Reflect on becoming kinder, more patient


Absent travel plans that typically accompany the Thanksgiving holiday, our November calendar looks pitifully bare. With health officials warning against large gatherings, I suspect it’s not so different from that of many families across the country.

Yet, unlike families who have lost a loved one during the past year, empty places at our holiday table are temporary, a reminder to keep things in perspective. Reflecting on the rising death toll from the pandemic reminds us that we are part of a larger family, one that transcends physical boundaries, time and, yes, even political parties.

It so happens that the deadline for this column is Nov. 3. However, by the time this issue of The Catholic Virginian reaches your mailbox, the outcome of national, state and local elections will be history. Needless to say, some folks will be disappointed, while others will be celebrating.

So, on a more personal note, the real question is: how are you doing? A few questions we might ask ourselves are:

Am I being respectful of those whose ideology differs from mine?

Am I willing to adapt a more constructive approach to reconciling differences, or will negative emotions cloud my appreciation for our common humanity?
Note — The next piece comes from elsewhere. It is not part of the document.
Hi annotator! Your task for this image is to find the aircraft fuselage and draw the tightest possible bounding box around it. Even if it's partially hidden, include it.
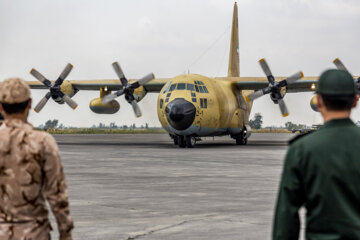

Do I continue to pray for those in leadership, even those against whom I voted?

More importantly, do I believe that God can change hearts on both sides of the aisle?

Remember that Saul became an apostle after seeking to imprison and put Christians to death. In more recent times, there are numerous stories of professionals in the abortion industry who had a change of heart and now add their voices to the pro-life movement.

The moral compass of both political parties needs adjusting, which will happen only through prayer, dialogue and mutual respect. The adage: “More flies are caught with a spoonful of honey than with a barrel of vinegar” was a favorite of St. Francis de Sales and is worth remembering when confronting people with different points of view.

Regardless of whether you’re pleased with or disappointed by the outcome of the elections, we can prepare to celebrate Thanksgiving by reflecting not only on blessings received, but on challenges that have invited and continue to invite us to be kinder, more patient and more prayerful.

To love God with all our heart is not just about knowing what the Church teaches, but to know, love and serve God. Knowledge of God has little to do with ordinary reason, but with our highest spiritual faculties. It’s a form of recognition that draws us to God, who is love.

Pointing to the sins of others rather than acknowledging our own sins adds to our culpability while blinding us to the presence of God in ourselves and in others. When I focus on the faults and failings of others, my indignation quickly leads to anger and feelings of self-righteousness. Neither can co-exist with love because love is not a feeling; it’s decision that should motivate everything we do as St. Paul explained:

“Now I will show you the way that surpasses all the others. If I speak with human tongues and angelic as well, but do not have love, I am a noisy gong; a clanging cymbal. If I have the gift of prophecy, and, with full knowledge comprehend all mysteries, if I have faith great enough to move mountains, but have not love, I am nothing. If I give everything I have to the poor and hand over my body to be burned and have not love, I gain nothing.

“Love is patient, love is kind. Love is not jealous, it does not put on airs, it is not snobbish. Love is never rude, it is not self-seeking, it is not prone to anger; neither does it brood over injuries. Love does not rejoice in what is wrong but rejoices with the truth. it keeps no record of wrongs. Love does not delight in evil but rejoices with the truth. There is no limit to love’s forbearance, to its trust, its hope, its power to endure” (1 Cor 13: 1-7).

Paul’s definition of love is a good barometer that measures how we’re doing. If the best we can do today is thank God that the election and all the campaign ads are over, that’s a start. Next, we can ask for forgiveness, which we all need, and then gather for Eucharist, knowing that “my knowledge is imperfect now,” but one day “I shall know even as I am known” (1 Cor 13; 12b).

Therefore, as we continue the journey, we can give thanks, knowing that with God’s grace, seeming obstacles become steppingstones that help us to become the people God is calling us to be.